The definition of "best interests" in the Bill does not
specifically mention "clinical" best interests which was the
basis of the judgment in Re F 1989. According to the common law
principle of necessity, treatment can be given on the basis of
necessity in order to preserve life, prevent a deterioration in
health and to alleviate suffering. Patients will take into
account, not only clinical opinions regarding their condition,
but also other non-clinical factors eg subjective, financial and
religious considerations in making decisions regarding
treatment. Doctors are competent to make decisions regarding a
patient's medical condition and the risks, benefits and
alternatives of any proposed treatment. They are not
professionally qualified to take into account these other
factors in determining what is "best" for a patient.
Nevertheless in the case of incapacitated persons it is good
practice to take into account these additional aspects in so far
as they can be ascertained.
SUMMARY
The Mental Incapacity Bill, as currently drafted, would
enable attorneys, or court appointed managers, to refuse medical
treatment, including palliative care and even the provision of
nutrition and hydration, howsoever administered. Article 2 of
the European Convention on Human Rights states that no-one shall
be deprived of life intentionally. It must remain unlawful to
bring about the death of a patient through neglect of basic care
and in particular throughout the withholding or withdrawing of
food or fluids. No patient should ever die, or be caused to die,
through dehydration.
The proposed legal basis of decision-making is that it
should be in accord with the patient's "best interests" that it
should be made on the basis of "best interests" however, "best
interests" does not include "clinical" best interests. Deciding
treatment for the incapacitated, doctors should consider first
the clinical needs of the patient and then also the would-be
wishes of the patient in so far as these can be ascertained by
relatives and carers. The responsibility for the ultimate
decision should rest with the doctor, who may nevertheless be
held to account for failing to take into proper account the
wishes of the patient, family and carers who are also
responsible for the patient's well-being.
RECOMMENDATIONS
1. Advance Directives should be taken into account in
deciding the treatment for the incapacitated. Nevertheless they
should not be legally binding on doctors who should retain
responsibility (and liability) for the decisions they make.

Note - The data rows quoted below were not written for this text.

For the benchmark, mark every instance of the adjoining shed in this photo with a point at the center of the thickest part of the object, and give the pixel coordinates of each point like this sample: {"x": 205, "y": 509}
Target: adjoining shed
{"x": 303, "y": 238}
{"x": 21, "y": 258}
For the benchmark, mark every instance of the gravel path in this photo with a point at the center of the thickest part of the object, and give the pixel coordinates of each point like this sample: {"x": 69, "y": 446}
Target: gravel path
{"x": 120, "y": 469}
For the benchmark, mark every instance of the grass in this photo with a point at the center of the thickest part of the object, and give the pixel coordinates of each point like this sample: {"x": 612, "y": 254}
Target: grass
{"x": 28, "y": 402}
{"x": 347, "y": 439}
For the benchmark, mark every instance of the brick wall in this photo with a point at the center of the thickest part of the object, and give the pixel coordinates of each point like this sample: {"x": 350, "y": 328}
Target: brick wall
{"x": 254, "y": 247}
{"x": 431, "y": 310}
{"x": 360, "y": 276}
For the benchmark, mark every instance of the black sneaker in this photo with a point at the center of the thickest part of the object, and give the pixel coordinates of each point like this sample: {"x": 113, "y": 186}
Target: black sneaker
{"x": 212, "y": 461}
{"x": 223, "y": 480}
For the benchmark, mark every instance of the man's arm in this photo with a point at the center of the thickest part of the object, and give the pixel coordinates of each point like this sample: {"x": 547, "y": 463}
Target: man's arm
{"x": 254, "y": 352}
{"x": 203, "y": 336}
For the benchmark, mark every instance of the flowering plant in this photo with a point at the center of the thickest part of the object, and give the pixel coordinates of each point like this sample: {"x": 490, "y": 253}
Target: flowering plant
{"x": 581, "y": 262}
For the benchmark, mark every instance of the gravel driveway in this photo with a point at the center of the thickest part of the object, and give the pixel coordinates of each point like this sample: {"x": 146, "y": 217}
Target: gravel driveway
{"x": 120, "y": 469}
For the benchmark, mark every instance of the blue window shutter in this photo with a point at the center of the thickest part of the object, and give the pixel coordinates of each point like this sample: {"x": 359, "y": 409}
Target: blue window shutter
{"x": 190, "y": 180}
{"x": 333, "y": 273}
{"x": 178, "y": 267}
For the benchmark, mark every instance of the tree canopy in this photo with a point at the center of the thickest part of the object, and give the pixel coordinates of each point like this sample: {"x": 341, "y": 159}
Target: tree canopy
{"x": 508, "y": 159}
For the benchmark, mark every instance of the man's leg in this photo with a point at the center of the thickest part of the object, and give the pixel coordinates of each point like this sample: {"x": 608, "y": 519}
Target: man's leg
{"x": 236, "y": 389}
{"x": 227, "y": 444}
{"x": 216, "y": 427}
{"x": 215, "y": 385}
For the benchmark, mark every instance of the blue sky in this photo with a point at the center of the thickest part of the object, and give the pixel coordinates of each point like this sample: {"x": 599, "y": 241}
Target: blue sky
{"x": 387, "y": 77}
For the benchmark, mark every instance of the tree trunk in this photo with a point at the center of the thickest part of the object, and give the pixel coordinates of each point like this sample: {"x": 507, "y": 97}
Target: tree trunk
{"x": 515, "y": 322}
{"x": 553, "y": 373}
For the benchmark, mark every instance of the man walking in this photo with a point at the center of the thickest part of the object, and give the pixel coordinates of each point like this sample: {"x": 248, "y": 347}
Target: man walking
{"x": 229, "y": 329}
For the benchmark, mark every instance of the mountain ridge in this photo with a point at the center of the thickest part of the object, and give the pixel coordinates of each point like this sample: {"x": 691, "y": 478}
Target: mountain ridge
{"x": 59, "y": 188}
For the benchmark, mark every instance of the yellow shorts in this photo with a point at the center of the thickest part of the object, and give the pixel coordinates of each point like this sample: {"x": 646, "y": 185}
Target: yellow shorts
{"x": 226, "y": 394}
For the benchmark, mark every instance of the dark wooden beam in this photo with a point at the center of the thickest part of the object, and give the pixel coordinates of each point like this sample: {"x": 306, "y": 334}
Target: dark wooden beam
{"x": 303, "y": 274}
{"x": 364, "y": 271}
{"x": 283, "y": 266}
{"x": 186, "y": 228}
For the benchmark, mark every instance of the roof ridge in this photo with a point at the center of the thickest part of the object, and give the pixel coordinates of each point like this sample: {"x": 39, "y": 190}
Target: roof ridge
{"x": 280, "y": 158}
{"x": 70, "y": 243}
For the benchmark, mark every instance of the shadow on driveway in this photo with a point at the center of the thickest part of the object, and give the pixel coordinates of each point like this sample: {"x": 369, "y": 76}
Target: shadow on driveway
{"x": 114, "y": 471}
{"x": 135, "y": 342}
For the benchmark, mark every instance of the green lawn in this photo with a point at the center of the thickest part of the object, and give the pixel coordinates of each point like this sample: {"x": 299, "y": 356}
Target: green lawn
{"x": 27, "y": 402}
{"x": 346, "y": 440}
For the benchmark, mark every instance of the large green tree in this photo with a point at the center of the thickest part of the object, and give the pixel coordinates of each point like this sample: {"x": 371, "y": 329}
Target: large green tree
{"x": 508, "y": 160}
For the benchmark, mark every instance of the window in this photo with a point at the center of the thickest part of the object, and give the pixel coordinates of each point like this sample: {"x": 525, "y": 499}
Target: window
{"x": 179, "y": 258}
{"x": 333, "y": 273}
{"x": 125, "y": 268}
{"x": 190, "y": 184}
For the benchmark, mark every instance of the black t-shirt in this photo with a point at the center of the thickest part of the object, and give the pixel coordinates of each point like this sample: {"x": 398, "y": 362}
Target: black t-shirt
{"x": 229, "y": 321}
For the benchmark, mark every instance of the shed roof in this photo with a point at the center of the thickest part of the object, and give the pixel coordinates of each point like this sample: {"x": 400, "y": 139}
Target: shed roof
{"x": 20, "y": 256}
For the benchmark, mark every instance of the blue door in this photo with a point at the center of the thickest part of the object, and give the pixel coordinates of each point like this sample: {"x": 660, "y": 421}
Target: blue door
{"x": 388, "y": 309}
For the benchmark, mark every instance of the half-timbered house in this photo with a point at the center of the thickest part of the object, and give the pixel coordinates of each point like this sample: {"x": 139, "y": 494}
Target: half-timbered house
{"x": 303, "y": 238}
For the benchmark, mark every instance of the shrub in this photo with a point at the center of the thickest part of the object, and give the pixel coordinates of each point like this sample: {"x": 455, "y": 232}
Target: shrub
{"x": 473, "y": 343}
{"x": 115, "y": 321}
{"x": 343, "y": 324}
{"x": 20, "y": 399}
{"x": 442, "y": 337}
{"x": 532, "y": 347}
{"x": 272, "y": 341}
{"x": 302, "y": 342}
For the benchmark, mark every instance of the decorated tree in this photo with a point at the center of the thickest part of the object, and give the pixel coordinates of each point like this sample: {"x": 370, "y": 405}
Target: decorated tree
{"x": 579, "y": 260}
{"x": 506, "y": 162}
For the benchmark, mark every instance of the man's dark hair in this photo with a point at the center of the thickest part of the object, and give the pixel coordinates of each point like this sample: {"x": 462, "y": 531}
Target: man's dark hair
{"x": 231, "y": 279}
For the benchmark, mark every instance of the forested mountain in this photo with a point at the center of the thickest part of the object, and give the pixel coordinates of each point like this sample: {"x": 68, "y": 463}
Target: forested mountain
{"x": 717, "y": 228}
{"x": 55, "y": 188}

2. Attorneys should not be given the legal powers to
determine treatment. This again should remain with doctors who
remain responsible and accountable for the care given to the
patient according to their well established duty of care. If
attorneys were to have the final say in treatment, they should
have a statutory duty of care, be accountable for "negligent"
decisions and liable for damages if the patient is harmed.